Despite lacking a head, the horseman was clearly a convivial type: he appeared to have left Bàn a bottle of Bowmore (but only after taking a dram himself). When Bàn walked in, the bottle stood open on the table and the fire had gone out. Thoroughly terrified, he didn’t fancy keeping the ghost’s gift, so he threw it away.
Of course there’s a logical explanation for all of this. According to Bowmore, Bàn’s brother later told him: ‘Lachlan, I passed last Friday night during that dreadful storm.
‘The wind had forced your door open and blown out the fire. I brought a bottle of Bowmore to share with you, but I couldn't wait long, so I took a quick dram and rode for home with my cloak pulled tight over my head to keep out the rain.’
Once Bàn heard this, he was – perhaps understandably – too embarrassed to tell the islanders the truth. So, even now, a true Ileach (native of Islay) will always open a fresh bottle for guests.

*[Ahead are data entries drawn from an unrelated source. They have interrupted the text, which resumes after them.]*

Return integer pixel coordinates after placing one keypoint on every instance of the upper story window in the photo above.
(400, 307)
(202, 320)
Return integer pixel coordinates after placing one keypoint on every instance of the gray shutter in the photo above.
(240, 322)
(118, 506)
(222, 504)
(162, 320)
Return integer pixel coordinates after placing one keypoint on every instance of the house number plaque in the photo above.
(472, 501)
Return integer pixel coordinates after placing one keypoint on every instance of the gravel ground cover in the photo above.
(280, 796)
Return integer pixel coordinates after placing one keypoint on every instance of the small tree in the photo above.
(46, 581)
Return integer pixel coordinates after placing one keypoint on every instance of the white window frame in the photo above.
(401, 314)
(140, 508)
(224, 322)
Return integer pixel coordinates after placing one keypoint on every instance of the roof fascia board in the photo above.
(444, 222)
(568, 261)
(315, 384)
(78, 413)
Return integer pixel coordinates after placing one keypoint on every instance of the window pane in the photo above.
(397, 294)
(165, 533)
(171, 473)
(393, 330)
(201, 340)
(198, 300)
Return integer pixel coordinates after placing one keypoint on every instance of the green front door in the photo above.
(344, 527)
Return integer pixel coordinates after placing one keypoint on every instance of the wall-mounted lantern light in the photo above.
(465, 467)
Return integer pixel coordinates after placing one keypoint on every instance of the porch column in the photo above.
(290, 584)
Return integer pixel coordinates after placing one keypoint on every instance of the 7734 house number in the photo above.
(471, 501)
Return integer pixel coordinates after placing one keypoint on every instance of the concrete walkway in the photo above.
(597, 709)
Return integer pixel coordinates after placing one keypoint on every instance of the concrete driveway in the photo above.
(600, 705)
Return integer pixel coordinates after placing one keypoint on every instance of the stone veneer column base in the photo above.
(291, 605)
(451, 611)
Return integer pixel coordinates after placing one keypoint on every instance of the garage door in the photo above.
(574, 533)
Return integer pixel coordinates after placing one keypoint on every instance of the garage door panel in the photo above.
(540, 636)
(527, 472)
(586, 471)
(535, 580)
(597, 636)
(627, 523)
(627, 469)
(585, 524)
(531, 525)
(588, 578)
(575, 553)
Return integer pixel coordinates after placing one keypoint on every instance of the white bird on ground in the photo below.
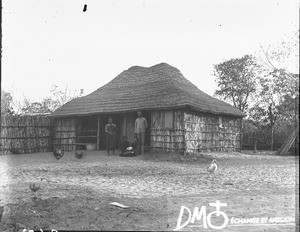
(213, 166)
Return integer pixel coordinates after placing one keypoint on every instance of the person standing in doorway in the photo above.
(110, 130)
(139, 130)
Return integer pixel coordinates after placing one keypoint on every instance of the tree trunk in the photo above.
(255, 147)
(272, 137)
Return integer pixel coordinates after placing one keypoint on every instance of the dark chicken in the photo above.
(58, 154)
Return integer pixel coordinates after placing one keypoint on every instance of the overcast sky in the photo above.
(47, 42)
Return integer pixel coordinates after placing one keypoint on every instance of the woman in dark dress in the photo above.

Glenmorangie, The White Lady and wallpaper
Glenmorangie’s ghost seems to have a penchant for interior design – and impressive DIY skills. The White Lady, as she is known, used to do most of her haunting around the distillery’s (now decommissioned) floor maltings, but is also said to have removed whole sheets of wallpaper without even causing a tear.
As then distillery manager Graham Eunson told Kindred Spirits magazine in 2005: ‘We could have understood it if the walls had been damp, but they were bone-dry. No-one could explain it, which inevitably led to talk of the White Lady having been at work.’
But there may be an altogether more prosaic explanation for the ghostly goings-on: night shifts.
‘Back in the days when Glenmorangie had its floor maltings site, the shovellers were expected to work around the clock,’ recalled Eunson. ‘Given that one sleepy shoveller could ruin the next day’s mash, it’s possible the threat of an imminent apparition was all that was needed to keep the night shift awake…’
Glen Scotia scares
We continue our ghost hunt in Campbeltown at the Glen Scotia distillery. On the night before Christmas Eve 1930, local industrialist and distillery owner Duncan MacCallum died in what today’s distillery manager Iain McAlister calls ‘mysterious circumstances’.
The story goes that he drowned himself in Crosshill Loch, the distillery’s water supply. According to Berry Bros & Rudd, McCallum was moved to taking his own life by losing a fortune in a crooked business deal.
Whatever the truth of the matter, his ghost remains at the distillery to this day – meaning that many employees won’t venture into certain areas after dark.
Apparently, MacCallum’s spectre keeps an especially close eye on contractors, who have reported the sensation of being watched by a ghostly presence. Perhaps he wants to ensure that no more business deals turn sour...
GlenDronach’s Sherried Spanish spectre
We close our spooky Scotch odyssey with a visit to GlenDronach in the Highlands, best-known for its Sherried whiskies. Workers at the distillery got more than they bargained for when they unloaded some casks brought over from Spain... none other than the distillery’s ghost, known as The Spanish Lady.
The spooky señorita is said to have arrived (in an oloroso cask) at one of the distillery’s traditional dunnage warehouses. But, according to the folks at GlenDronach, the transition from Spanish sun to the cold and damp of Aberdeenshire was not a happy one: she was desperately lonely there and found an underground tunnel that led to nearby Glen House, where she found ‘peace, comfort and lots of human spirits to keep her company’.
Very sensibly, The Spanish Lady chose to haunt the bedroom named GlenDronach – and many guests have since seen her or felt her presence… especially late at night, after a few drams.